Постановка «Саломеи» – крупное и долгожданное событие в московской оперной истории. Освоение зарубежных вокальных традиций всегда было для нас нелегкой проблемой: в XIX веке «прогрессивные русские музыканты» смотрели на них как на помеху развитию отечественного искусства, а большую часть ХХ столетия страна прожила за железным занавесом. Если уж вездесущую итальянскую музыку у нас пели так, что она скорее вызывала ассоциации с родными березками, чем со средиземноморским солнцем, то что говорить о немецкой традиции с ее пренебрежением к понятию вокального удобства и предельными требованиями к физической и эмоциональной выносливости артистов. Помню, какое впечатление произвела «Саломея», услышанная в записи в середине 1960-х: казалось, ничего более хлещущего по нервам и трудноисполнимого быть не может.
Видимо, так казалось не мне одному: единственная, до сегодняшней, постановка этой оперы в Москве, в Большом театре, состоялась в далеком 1924 году.

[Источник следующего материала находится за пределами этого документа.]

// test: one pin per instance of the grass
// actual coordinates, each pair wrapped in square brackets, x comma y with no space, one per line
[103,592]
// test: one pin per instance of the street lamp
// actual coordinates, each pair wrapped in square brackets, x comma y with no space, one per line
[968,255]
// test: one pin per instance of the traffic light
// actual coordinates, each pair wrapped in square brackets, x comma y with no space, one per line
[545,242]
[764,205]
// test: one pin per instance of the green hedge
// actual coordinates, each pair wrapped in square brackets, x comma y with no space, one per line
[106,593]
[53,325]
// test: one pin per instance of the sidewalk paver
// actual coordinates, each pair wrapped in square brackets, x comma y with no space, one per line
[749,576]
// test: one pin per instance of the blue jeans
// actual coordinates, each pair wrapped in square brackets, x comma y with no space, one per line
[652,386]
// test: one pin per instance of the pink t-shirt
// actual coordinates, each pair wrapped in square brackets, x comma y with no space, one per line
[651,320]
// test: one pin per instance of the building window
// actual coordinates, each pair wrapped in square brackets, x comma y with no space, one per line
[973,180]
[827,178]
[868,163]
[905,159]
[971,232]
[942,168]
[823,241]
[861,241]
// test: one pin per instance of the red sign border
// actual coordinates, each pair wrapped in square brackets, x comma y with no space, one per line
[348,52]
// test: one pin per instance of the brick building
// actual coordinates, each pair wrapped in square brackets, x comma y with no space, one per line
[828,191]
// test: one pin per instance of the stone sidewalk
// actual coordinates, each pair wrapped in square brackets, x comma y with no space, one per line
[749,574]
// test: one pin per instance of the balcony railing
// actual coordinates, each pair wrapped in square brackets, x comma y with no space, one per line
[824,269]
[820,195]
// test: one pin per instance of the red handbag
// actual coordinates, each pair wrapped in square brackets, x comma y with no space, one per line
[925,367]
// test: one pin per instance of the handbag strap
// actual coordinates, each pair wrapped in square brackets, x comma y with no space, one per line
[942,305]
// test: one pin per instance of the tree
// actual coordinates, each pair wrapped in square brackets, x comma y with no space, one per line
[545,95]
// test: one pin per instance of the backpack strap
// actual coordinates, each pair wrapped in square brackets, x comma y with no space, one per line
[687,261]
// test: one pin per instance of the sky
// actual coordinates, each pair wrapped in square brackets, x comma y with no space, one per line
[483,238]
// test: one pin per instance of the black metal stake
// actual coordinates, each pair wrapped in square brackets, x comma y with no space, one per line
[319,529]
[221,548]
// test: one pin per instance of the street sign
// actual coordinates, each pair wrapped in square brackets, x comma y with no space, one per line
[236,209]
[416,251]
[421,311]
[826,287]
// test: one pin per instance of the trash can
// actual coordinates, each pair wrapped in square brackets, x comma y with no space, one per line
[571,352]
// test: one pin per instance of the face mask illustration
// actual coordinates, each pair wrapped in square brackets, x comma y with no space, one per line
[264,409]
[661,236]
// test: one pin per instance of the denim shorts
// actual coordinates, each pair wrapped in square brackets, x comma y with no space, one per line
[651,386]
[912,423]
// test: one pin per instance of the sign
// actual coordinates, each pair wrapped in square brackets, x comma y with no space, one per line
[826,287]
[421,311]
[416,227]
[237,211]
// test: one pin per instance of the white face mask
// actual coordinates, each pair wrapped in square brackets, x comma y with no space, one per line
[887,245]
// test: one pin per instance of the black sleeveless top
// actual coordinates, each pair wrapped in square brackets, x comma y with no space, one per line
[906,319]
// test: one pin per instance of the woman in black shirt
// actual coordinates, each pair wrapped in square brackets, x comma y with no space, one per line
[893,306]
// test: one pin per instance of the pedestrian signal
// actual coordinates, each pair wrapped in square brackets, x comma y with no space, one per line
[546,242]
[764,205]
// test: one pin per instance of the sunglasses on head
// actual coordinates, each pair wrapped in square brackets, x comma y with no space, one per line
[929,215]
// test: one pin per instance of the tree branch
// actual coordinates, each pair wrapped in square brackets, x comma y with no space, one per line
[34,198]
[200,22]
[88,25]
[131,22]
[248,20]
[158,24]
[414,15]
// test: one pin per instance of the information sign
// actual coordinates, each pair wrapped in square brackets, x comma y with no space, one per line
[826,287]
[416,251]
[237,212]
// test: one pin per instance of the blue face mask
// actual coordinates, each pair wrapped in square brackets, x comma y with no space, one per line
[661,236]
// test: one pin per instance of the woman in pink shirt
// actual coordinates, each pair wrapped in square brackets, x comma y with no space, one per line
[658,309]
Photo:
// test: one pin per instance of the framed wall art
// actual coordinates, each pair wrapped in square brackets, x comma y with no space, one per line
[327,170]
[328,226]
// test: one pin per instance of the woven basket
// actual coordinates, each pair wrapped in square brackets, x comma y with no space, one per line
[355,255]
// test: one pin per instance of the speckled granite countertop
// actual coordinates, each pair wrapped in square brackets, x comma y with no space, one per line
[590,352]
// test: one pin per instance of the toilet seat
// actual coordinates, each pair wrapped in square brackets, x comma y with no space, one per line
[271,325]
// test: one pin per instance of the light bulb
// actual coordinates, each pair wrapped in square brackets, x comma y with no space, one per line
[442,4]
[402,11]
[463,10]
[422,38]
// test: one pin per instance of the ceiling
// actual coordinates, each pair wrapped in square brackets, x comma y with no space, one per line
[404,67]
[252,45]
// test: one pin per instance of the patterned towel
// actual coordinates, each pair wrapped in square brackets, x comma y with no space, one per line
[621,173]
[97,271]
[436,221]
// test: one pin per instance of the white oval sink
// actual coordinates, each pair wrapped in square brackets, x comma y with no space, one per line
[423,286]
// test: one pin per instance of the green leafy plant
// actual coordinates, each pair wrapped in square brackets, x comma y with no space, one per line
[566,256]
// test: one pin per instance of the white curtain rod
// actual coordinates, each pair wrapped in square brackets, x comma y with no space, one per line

Да что говорить, если даже «Тристан и Изольда» Вагнера, один из краеугольных камней мировой оперы, был впервые поставлен в Москве… в позапрошлом году. Кстати, той же Новой оперой. Чей музыкальный руководитель Ян Латам-Кениг похоже, взял курс на восполнение «немецкой лакуны» в столичном репертуаре. Та постановка очень порадовала – отечественные исполнители прекрасно вжились в сложнейший чувственный и интонационный мир вагнеровского оперного сфинкса.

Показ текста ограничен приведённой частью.